The goal of this repository is to enable End to End Software Engineering research. It started in the source code as input and provide multiple process metrics that can be used as concepts in supervised learning.
While pridcitve models have value, we would like to take a step further and look for causal relations. For that we provide the source code in different dates. That enables using co-change analysis in order to identify likely causal relations. The source code also provides intervention points, were one can use the classical experimental methodology.
This repository contains the source code needed for the generation and some auxaliry data.
The main data is in different repositories since their volum is very large the sturcture is rather similar. The first batch of 1.8 million Java files from June 2021 is here The last batch is from December 2022, a year and a half later. The BigQuery github_repos scheme was update in the last time at November 27 2022 and therefore we cannot use it to further extend this repository.
See data sheet
Contains the commits, including their messages, in the two months after the source code was extraced. The files invloving the commits are given too.
The goal of this data is to enable comming up with new process metrics.
The samples are splited into train, validation and test files. Splits are done with psuedo random function to ease reproducability and being backward and forward compatible.
The first split is by the code repository.
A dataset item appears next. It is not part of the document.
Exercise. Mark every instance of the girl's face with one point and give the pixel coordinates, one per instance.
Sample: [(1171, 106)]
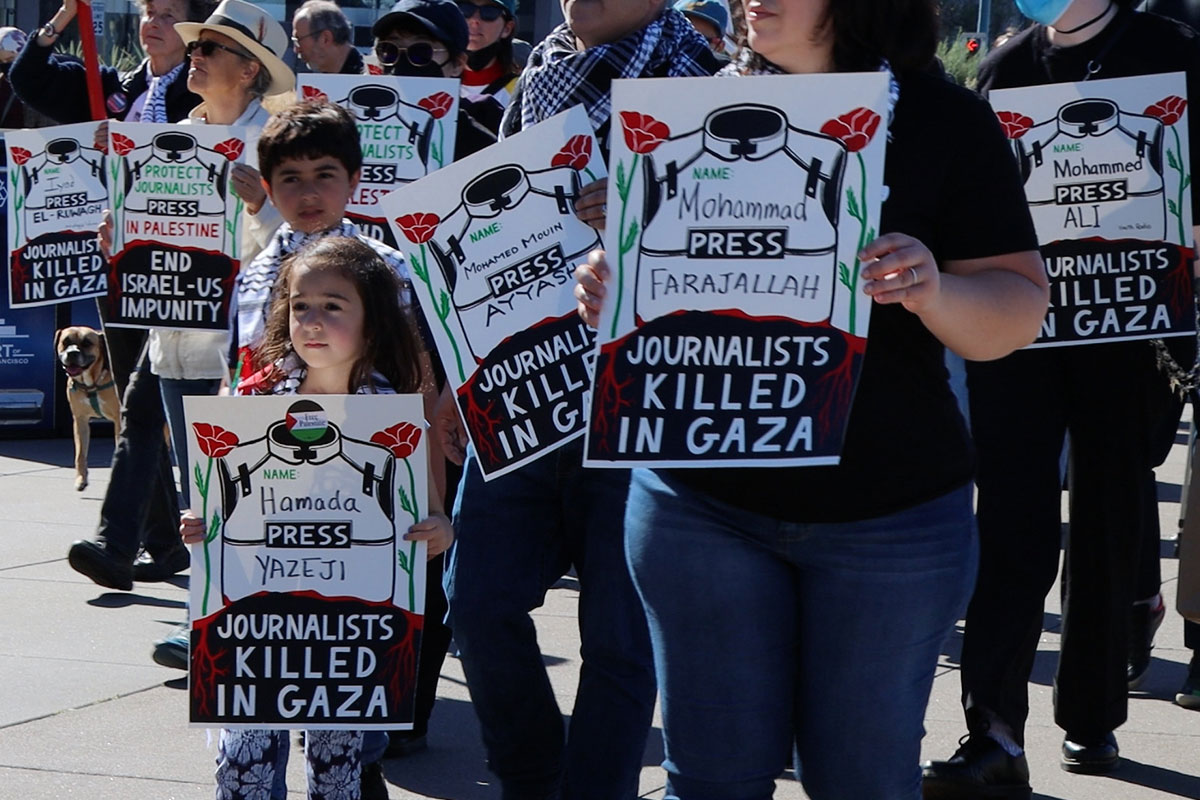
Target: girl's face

This are split and appear in different directories in zipped files. Inside each file, the samples (which are files in the subject repository) are also bing split into train, validation and test.
Notet the samples of the different splits should have similar properties. However, when spliting by repository, the repositories are different and do not have to have similar properties. This split is suitable for investigating domain adaptation.
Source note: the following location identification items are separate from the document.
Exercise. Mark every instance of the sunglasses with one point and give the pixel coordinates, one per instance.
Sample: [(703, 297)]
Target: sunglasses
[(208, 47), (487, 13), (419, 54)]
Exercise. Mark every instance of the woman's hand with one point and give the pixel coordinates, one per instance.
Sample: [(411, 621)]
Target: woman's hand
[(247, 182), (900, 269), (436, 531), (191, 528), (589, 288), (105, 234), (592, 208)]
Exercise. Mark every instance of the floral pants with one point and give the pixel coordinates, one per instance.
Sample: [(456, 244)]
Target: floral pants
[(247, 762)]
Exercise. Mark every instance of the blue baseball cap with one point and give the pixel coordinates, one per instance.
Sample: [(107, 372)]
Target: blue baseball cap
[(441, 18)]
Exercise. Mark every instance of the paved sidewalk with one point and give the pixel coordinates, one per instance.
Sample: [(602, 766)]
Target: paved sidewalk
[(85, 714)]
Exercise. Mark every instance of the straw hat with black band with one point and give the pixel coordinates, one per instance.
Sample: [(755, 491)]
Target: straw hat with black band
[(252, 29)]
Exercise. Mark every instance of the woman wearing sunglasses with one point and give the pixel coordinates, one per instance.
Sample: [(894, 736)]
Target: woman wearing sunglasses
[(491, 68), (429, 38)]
If you publish results, please provide that on the test set so it will be camparable to others. In case that the volum of the train set is too high, you can use the validation set instead.
file_labels contains the process metrics for each file. Note that there are many metrics so the data set can be used for many tasks.
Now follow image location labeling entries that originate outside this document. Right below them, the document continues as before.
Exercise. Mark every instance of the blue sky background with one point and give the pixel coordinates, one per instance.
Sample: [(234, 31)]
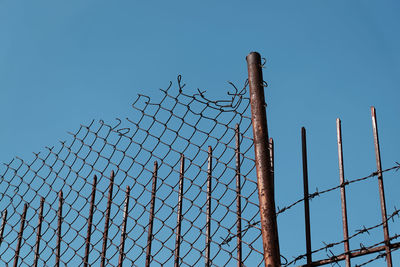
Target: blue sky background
[(66, 63)]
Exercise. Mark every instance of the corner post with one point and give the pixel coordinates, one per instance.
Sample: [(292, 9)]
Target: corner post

The program_repair file contains files modified once in the observed period. That make them suiable for program repair (as a bug fix or a refactor).
previous_file_properties include the file properties computed on the period prior to the extraction.
We compute pairs of easy/hard file. The pair are generated by three labeling functions:
- Files from a developer first period in the project vs. later.
- Files with many/few bugs byt the same developers.
- Files written quickly/longer by the same developer.
The evolvment of code enable defining a similarity function over them. Different versions of the sme file are similar, other files are not. Of course, the negtive set is much lerger so we require the negative to be files from the same project and directory and downsampling them. The content files in the code_similarity files contain thos chnage in the next version(e.g., August). The rest of the files should be taken from the currnet version (e.g., June).
The similarity file contains the labels.